As an alternative to a commercial ant repellent product, you can make your own pet-safe repellent that can disrupt the normal activity of worker ants. When ants leave the colony, they leave a trail of chemical scents called pheromones. When they find a food source, they return to the colony, leaving a pheromone trail for other ants to follow. You may be able to disrupt the routine by spraying the trail with something that confuses the workers.


Vinegar is a good disrupter because ants hate it. Mix white vinegar and water in equal parts in a spray bottle and use it on ant trails and around areas where ants enter your home. You can try the same technique using lemon juice.


Mint is a natural product that deters ants (mix 20 drops of peppermint essential oil with two cups of water and spray it around baseboards and windows), but it's not safe for pets. Keep peppermint oil out of reach of pets if you do use it to repel ants. Cats, especially, can get very sick from ingesting peppermint oil.

When to Call a Professional

Small infestations can often be handled by the homeowner, but if you have tried a number of things and there is still a problem, it is time to call in a pro. It is also a good idea to call a pest professional if you have carpenter ants, which destroy wood by burrowing into it to build their nests, or fire ants, which can sting.


Exterminators should be licensed by the state. Make sure whomever you hire knows you have pets in the house.

"Ideally, you should get the pets out of the house during the application," says Schmid. "Take them to a friend's house or a day boarding facility. Keep them out as long as is recommended. Keep them from licking or ingesting any insecticide that is still wet."

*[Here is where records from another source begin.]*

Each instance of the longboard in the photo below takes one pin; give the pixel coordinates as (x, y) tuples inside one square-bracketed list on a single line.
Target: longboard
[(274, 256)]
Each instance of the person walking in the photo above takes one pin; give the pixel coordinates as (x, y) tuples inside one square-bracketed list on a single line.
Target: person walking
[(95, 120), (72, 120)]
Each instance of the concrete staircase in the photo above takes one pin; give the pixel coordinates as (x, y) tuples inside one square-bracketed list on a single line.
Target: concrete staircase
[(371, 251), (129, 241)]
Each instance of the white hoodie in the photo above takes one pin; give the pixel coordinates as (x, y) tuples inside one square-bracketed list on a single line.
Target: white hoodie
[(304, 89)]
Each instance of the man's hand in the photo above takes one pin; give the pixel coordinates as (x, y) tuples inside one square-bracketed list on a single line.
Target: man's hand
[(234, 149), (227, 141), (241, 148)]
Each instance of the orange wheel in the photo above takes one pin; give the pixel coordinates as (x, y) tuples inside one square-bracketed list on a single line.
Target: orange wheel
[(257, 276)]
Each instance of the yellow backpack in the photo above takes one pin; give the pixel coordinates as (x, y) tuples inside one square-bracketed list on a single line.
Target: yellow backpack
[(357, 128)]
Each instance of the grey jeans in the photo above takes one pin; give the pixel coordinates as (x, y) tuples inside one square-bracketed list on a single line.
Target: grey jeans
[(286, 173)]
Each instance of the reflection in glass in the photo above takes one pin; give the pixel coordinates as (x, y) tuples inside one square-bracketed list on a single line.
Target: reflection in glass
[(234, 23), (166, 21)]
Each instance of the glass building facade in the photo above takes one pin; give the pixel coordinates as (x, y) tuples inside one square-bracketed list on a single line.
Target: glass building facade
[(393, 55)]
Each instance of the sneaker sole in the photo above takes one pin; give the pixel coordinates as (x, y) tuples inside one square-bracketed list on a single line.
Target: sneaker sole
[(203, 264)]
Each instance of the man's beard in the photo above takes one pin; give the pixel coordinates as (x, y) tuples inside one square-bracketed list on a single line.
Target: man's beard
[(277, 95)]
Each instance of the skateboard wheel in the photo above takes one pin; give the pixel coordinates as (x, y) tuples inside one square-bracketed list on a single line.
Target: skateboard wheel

Sometimes, the problem can be handled in one visit. The pest company will spray around the perimeter of the house and may leave bait stations where ants are most active. Some infestations require follow-up visits.

Keeping Ants Away

Ants take up residence in your home because they are looking for food, water, and shelter. Keeping the house as clean as possible can help, although it is difficult to maintain the level of cleanliness required on an ongoing basis.

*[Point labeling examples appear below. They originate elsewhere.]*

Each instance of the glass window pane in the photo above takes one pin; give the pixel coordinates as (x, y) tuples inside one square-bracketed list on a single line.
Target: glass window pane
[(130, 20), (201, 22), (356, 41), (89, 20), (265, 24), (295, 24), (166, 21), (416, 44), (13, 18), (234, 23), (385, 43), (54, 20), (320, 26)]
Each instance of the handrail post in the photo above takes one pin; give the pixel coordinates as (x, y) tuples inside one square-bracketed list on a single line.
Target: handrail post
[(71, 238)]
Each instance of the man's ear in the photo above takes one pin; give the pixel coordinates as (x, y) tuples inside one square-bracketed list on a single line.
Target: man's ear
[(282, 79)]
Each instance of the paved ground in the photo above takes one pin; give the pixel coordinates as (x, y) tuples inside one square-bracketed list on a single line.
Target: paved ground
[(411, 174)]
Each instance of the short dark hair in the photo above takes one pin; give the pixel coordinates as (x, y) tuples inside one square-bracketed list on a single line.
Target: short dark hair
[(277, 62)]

Combine that with sealing up the ways that ants enter the house. These include cracks in the foundation as well as cracks around windows and doors and the small spaces where pipes and electrical conduit enter the home. Also seal around plumbing under kitchen and bathroom sinks. Use caulk or expanding foam that comes in a can to seal these areas.

You can also use strong-smelling items, like vinegar and lemon juice, to discourage ants from entering. Some people use coffee grounds or cinnamon to discourage ants.

Reinforce your efforts by creating a 3-foot buffer between the landscaping and the walls of your house. Ants like using vegetation as a bridge into your home.